Fig. (11) Distribution of IC50 values of ~1,400 compounds tested in a dose response ranging from 2 nM to 30 μM. About 1200 compounds gave IC50 values of < 30 μṂ and of these, 280 compounds gave sub-μM values (green); 79 compounds were classed as inactive (IC50>30 μM) (orange).

Finally, we added a longer-term cell death assay into the screening tree in a second cell type, the tumor cell line H1299, to identify compounds that selectively brought about cell death under starvation conditions but not under normal growth conditions by 48 hr. From this about 400 compounds that were not toxic for either cell type in full nutrient conditions and only caused loss of viability under starvation conditions were identified (Fig. 12) and classified as “Active Specific”.

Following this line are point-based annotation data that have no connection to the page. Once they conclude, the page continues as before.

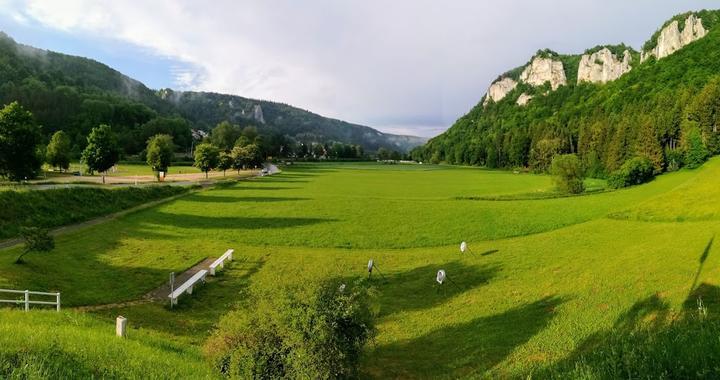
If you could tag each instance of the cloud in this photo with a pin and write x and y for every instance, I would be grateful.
(386, 64)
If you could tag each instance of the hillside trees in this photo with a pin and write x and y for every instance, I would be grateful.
(160, 151)
(58, 151)
(206, 157)
(102, 151)
(20, 140)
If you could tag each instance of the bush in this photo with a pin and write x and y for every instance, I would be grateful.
(568, 174)
(633, 172)
(320, 336)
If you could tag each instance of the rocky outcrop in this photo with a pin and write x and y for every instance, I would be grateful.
(671, 39)
(258, 115)
(603, 66)
(542, 70)
(499, 89)
(523, 99)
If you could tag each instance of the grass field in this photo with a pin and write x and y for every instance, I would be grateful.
(548, 276)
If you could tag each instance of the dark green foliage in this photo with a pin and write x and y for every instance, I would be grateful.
(206, 157)
(58, 152)
(568, 174)
(633, 172)
(102, 151)
(696, 153)
(310, 336)
(20, 140)
(58, 207)
(36, 240)
(639, 114)
(160, 152)
(225, 161)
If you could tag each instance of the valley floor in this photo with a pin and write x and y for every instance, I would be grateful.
(547, 277)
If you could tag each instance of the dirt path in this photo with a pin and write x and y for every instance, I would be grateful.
(159, 294)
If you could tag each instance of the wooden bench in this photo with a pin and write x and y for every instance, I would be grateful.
(187, 286)
(221, 261)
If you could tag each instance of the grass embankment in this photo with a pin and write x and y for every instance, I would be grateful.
(547, 280)
(57, 207)
(68, 345)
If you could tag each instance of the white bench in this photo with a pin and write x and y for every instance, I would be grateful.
(187, 286)
(221, 261)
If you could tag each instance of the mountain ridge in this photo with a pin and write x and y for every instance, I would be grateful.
(75, 93)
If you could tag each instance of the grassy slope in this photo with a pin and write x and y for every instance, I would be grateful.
(72, 345)
(58, 207)
(525, 302)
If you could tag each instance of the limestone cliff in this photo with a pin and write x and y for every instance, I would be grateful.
(499, 89)
(523, 99)
(671, 39)
(542, 70)
(603, 66)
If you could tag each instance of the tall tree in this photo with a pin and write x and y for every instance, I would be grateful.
(206, 157)
(58, 151)
(20, 139)
(160, 150)
(102, 151)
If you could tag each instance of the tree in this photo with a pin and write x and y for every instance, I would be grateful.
(20, 139)
(36, 240)
(101, 152)
(58, 151)
(696, 153)
(225, 162)
(160, 151)
(206, 157)
(320, 335)
(567, 173)
(224, 135)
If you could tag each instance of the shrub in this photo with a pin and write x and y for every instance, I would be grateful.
(567, 173)
(633, 172)
(320, 336)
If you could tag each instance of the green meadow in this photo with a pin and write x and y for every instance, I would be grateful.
(547, 279)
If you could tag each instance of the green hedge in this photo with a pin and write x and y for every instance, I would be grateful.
(58, 207)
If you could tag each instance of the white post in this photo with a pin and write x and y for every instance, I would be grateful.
(120, 326)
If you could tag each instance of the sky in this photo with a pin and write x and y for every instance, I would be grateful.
(403, 66)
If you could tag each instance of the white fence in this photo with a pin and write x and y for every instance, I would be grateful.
(27, 301)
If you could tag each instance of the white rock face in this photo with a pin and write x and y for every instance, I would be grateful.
(671, 39)
(523, 99)
(602, 66)
(543, 70)
(499, 90)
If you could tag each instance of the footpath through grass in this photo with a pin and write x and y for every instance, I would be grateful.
(547, 280)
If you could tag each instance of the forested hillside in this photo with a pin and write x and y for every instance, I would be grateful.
(661, 108)
(75, 94)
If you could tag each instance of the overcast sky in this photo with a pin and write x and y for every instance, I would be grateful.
(403, 66)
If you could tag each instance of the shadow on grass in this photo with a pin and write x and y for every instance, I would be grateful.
(228, 222)
(649, 340)
(417, 289)
(226, 199)
(467, 349)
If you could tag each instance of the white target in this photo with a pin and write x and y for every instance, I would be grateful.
(440, 278)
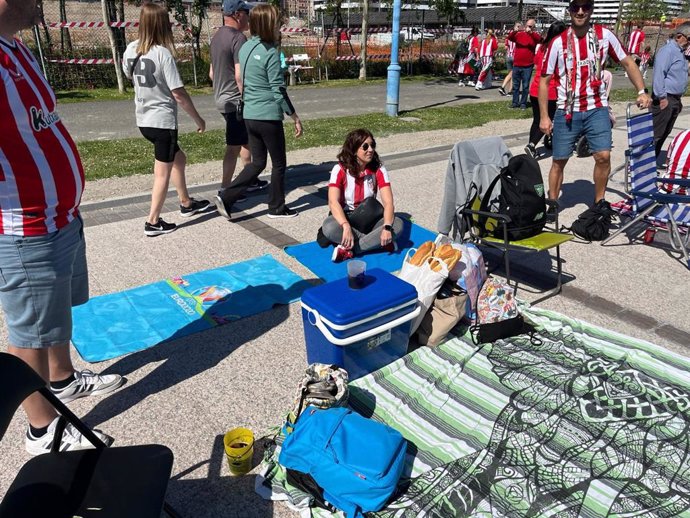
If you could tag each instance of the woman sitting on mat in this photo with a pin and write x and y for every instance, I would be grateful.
(358, 222)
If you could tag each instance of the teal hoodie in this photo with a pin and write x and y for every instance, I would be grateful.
(265, 94)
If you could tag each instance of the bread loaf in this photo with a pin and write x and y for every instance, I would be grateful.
(448, 255)
(423, 253)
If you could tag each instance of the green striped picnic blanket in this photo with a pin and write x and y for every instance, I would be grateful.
(587, 423)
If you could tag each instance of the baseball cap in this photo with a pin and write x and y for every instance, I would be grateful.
(232, 6)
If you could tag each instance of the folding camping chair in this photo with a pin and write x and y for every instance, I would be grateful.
(640, 131)
(649, 203)
(104, 482)
(469, 212)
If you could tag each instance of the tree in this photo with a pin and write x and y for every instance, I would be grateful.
(641, 10)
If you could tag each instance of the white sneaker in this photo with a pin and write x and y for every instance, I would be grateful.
(72, 439)
(87, 383)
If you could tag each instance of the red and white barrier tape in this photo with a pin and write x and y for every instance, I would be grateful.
(87, 61)
(90, 25)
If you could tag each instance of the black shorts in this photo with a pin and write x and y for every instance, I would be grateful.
(235, 131)
(164, 143)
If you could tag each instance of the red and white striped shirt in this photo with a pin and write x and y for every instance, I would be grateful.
(590, 93)
(41, 176)
(510, 48)
(354, 191)
(636, 41)
(488, 47)
(678, 161)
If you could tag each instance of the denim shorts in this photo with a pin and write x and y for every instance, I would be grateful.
(41, 278)
(594, 124)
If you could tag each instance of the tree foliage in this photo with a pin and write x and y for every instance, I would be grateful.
(642, 10)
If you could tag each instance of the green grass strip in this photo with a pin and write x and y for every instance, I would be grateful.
(126, 157)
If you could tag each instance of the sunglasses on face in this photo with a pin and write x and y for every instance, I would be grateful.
(573, 8)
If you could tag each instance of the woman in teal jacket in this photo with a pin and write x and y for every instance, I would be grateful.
(265, 102)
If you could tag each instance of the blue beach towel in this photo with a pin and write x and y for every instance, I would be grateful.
(318, 259)
(120, 323)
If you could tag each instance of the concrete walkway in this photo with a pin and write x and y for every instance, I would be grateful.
(188, 393)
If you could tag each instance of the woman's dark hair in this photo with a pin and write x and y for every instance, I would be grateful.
(348, 155)
(554, 30)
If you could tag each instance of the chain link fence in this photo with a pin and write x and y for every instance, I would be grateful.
(80, 43)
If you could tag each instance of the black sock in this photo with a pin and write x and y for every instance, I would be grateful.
(57, 385)
(38, 432)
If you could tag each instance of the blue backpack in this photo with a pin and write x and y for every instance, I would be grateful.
(356, 461)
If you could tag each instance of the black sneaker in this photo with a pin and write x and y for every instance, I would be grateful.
(287, 212)
(223, 209)
(159, 228)
(195, 207)
(257, 185)
(531, 151)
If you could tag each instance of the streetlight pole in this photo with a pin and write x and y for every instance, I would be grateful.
(393, 81)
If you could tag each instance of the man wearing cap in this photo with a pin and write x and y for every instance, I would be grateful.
(669, 83)
(227, 86)
(575, 60)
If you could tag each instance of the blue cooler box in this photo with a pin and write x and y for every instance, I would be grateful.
(360, 330)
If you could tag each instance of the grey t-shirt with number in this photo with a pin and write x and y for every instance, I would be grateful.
(225, 52)
(155, 75)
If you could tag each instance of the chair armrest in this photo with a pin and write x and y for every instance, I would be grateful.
(682, 182)
(503, 217)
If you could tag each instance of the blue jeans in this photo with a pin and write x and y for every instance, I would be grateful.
(521, 75)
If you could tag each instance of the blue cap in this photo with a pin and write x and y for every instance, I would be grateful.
(232, 6)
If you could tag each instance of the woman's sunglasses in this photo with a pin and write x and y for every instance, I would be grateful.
(573, 8)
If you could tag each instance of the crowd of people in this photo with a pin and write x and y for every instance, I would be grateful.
(562, 74)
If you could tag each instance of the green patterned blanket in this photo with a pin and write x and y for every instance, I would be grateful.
(588, 423)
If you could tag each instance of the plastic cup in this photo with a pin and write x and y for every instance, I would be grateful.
(239, 450)
(356, 272)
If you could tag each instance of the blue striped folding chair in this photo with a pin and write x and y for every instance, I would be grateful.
(640, 130)
(649, 203)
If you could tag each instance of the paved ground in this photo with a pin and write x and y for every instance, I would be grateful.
(187, 393)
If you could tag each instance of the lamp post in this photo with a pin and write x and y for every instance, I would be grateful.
(393, 81)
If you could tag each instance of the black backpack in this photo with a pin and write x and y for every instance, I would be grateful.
(594, 223)
(521, 198)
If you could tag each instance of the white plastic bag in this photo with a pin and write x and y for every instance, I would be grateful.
(427, 282)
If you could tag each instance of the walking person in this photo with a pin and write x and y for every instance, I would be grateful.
(467, 52)
(150, 62)
(508, 79)
(487, 48)
(644, 61)
(265, 102)
(227, 87)
(576, 59)
(42, 247)
(669, 82)
(525, 45)
(535, 133)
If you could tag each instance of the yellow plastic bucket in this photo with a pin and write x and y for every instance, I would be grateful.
(239, 449)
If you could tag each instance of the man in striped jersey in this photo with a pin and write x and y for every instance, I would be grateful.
(575, 59)
(678, 162)
(42, 251)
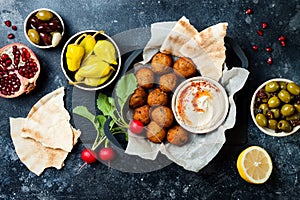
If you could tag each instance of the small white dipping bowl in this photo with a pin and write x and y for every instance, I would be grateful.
(200, 104)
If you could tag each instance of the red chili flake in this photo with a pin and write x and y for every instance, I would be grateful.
(270, 61)
(249, 11)
(255, 47)
(282, 38)
(7, 23)
(10, 36)
(268, 49)
(260, 32)
(264, 25)
(283, 44)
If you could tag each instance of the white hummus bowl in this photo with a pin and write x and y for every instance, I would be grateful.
(200, 104)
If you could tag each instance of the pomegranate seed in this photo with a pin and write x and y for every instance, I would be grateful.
(282, 38)
(268, 49)
(10, 36)
(269, 60)
(7, 23)
(283, 44)
(260, 32)
(264, 25)
(255, 47)
(249, 11)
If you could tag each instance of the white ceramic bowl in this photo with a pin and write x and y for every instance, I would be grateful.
(27, 26)
(265, 129)
(200, 104)
(70, 75)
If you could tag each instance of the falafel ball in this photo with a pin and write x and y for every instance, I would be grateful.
(185, 67)
(177, 135)
(161, 63)
(162, 115)
(157, 97)
(155, 133)
(142, 114)
(145, 77)
(138, 98)
(168, 82)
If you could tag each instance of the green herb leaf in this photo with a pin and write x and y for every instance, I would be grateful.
(105, 104)
(84, 112)
(125, 88)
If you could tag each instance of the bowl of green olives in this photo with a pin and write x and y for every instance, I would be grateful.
(275, 107)
(44, 28)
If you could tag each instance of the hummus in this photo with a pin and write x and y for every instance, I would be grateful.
(200, 105)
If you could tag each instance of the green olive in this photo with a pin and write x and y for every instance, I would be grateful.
(282, 85)
(261, 120)
(287, 110)
(284, 96)
(274, 102)
(272, 124)
(276, 112)
(294, 117)
(297, 107)
(33, 36)
(264, 107)
(284, 126)
(293, 88)
(272, 86)
(44, 15)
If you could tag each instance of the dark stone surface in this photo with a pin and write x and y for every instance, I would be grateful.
(219, 179)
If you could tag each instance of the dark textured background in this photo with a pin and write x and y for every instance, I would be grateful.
(219, 179)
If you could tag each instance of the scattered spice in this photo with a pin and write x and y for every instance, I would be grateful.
(260, 32)
(255, 47)
(269, 49)
(249, 11)
(264, 25)
(10, 36)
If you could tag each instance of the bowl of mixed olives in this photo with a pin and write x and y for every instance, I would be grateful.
(44, 28)
(275, 107)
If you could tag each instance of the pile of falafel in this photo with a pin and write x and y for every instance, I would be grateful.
(151, 100)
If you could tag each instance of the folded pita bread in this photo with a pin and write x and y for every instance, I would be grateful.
(48, 122)
(33, 154)
(207, 50)
(182, 32)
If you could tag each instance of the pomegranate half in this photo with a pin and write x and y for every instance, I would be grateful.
(19, 70)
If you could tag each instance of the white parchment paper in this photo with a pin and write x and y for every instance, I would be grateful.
(201, 148)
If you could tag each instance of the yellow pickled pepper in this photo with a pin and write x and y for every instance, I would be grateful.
(88, 43)
(74, 54)
(106, 50)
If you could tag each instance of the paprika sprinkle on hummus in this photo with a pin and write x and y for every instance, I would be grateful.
(200, 105)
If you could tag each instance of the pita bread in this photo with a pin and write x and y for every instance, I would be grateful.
(207, 50)
(182, 32)
(48, 122)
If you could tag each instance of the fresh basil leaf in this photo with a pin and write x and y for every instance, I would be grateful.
(84, 112)
(125, 88)
(104, 104)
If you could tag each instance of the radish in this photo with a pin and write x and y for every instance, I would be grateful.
(106, 154)
(136, 126)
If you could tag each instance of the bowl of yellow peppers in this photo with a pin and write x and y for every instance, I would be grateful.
(91, 60)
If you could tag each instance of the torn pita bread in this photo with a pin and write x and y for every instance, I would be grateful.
(33, 154)
(207, 50)
(48, 122)
(182, 32)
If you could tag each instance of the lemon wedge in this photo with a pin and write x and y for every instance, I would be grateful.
(254, 165)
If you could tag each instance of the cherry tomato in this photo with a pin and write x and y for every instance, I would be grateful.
(106, 154)
(88, 156)
(136, 126)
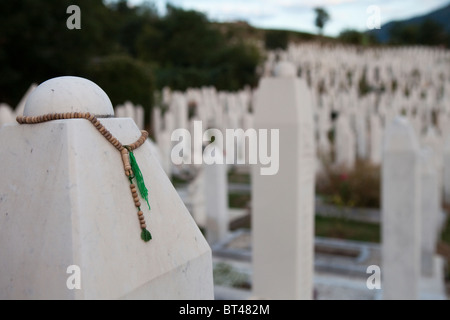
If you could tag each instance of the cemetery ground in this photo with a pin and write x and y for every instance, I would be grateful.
(347, 209)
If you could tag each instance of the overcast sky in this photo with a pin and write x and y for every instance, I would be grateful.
(299, 14)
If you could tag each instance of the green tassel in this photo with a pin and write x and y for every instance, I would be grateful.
(139, 178)
(146, 235)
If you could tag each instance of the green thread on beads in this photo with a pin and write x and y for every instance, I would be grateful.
(139, 178)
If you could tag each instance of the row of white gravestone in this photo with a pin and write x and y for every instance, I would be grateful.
(68, 224)
(411, 213)
(8, 115)
(177, 261)
(410, 81)
(127, 110)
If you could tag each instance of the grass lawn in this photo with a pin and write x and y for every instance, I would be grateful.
(340, 228)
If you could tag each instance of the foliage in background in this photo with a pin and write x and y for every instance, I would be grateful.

Fig. (12) Left: Dose response IC50 values (M) of ~1,200 compounds which were designated Active in the Primary and Counter screen assays in EGFP-LC3-HeLa cells plotted vs. their cytotoxicity activity in the Secondary starvation assay in H1299 cells. So that they appear on the plot, compounds are set to 100 μM activity if inactive (red, n = ~450), and those with IC50 values > 30 μM are set to 50 μM (n= ~50). For the two secondary assays in H1299 cells, compounds designated Active Specific (green) were compounds which gave IC50 values in the starvation medium which were 3x or more lower than in the parallel assay in full growth medium (~400 compounds). Active Non-specific compounds (yellow) have similar IC50 values in both formats. Right: Examples of compound dose responses obtained in the secondary assay (pink: starved; blue: full growth medium). (A): Active Non-specific, (B) and (C): Active Specific.